Moro dá pistas de ser candidato, diz que Bolsonaro não admite o contraditório e que não avançou no combate à corrupção

Destaque Fábio Cardoso Paraíba

Assisti atentamente a entrevista do ex-ministro da Justiça, Sergio Moro, veiculada agora há pouco no Fantástico, na Rede Globo, e vi naquele ‘depoimento’ um discurso de um futuro candidato à presidência da República. O script da entrevista estava editado. Perguntas ‘contundentes’ ao estilo da Globo, respostas sem muita objetividade em seguida, mas todas colocadas com muita inteligência para jogar para a galera.

O que ficou claro, na minha opinião, é que Sergio Moro teria dado mais um passo para avançar na pretensão, cada vez mais evidente, de que pleiteia chegar ao Planalto. Jamais se colocou como uma pessoa omissa a tudo que estava acontecendo nesse governo, deixando claro na entrevista, que se colocava apenas com uma pessoa de governo, que, até o seu limite, curvava a cabeça a tudo que o presidente Jair Bolsonaro dizia e fazia. Admitiu estar desconfortável naquela lamentável reunião ministerial onde se ouviu de tudo um pouco. Ele ficou absolutamente em silêncio e ainda saiu mais cedo.

Ser ou não ser ‘papagaio’

“Eu acho que a minha lealdade ao próprio presidente demanda que eu me posicione com a verdade, com o que eu penso, e não apenas concordando com o presidente. Se for assim, não precisa de um ministro; precisa de um papagaio”.

Não foi a ameaça de ter cabeças rolando, muito menos a troca forçada de nomes do Polícia Federal que teriam determinado a saída de Moro da Justiça. É como se fosse em um casamento, que nunca se acaba de uma hora para outra. O casamento de Moro com Bolsonaro foi um dos maiores equívocos republicanos dos últimos tempos. E o ex-ministro ainda deixou algumas pistas da ditadura imposta pelo presidente a serem colocadas sob investigação.

Não houve arrependimento

“Entendi que tinha uma missão importante a realizar. Não (me arrependo de assumir ministério) de forma nenhuma. Fiz uma escolha muito clara. Na época, ela estava justificada. Fiz uma escolha também muito clara, e espero que as pessoas compreendam, quando saí do governo”.
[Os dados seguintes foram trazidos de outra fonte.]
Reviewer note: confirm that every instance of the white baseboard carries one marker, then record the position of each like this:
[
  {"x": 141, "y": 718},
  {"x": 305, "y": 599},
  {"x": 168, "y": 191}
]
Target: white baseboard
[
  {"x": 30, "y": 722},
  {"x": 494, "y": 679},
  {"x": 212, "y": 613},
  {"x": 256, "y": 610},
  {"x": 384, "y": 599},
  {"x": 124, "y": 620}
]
Não avançar no combate à corrupção; promover conspirações a partir de um esquema de informantes privados; se alinhar politicamente com partidos e parlamentares com passado inapropriado (Centrão); promover ameaças ao legal exercício democrático de instituições; mostrar um governo que não admite o contraditório; estimular o uso de medicamentos (cloroquina) sem comprovação científica e algo que ameaça a vida de pacientes; incentivar aglomerações e desobediência civil contra o isolamento social; e propagar a necessidade do povo se armar.

Moro não está santo nesse processo. Após uma outra série de palavras sabiamente bem colocadas, o ex-ministro se apresenta sim como uma opção para as eleições presidenciais. Entretanto, tem a antipatia da esquerda, que não o perdoa por ter colocado Lula e seus auxiliares na cadeia, e também deixou de contar com o apoio da maioria dos seguidores de Bolsonaro – inclusive, na entrevista ele cita e pede desculpas a esses seguidores. Basta saber quem irá querer apostar nessa candidatura com uma personalidade já tão controversa no cenário político brasileiro.

Sobre possível candidatura

“Nós estamos no meio de uma pandemia muito grave, muito séria. Aproveito para externar minha solidariedade a famílias que perderam entes queridos. Acabei de sair do governo, vou ter que reinventar minha vida. Toda essa turbulência decorrente da minha saída, da pandemia… Estou encontrando uma maneira de me posicionar. Mas sempre disse que quero continuar contribuindo, na área privada, no debate público, sobre essas discussões sobre o país.”.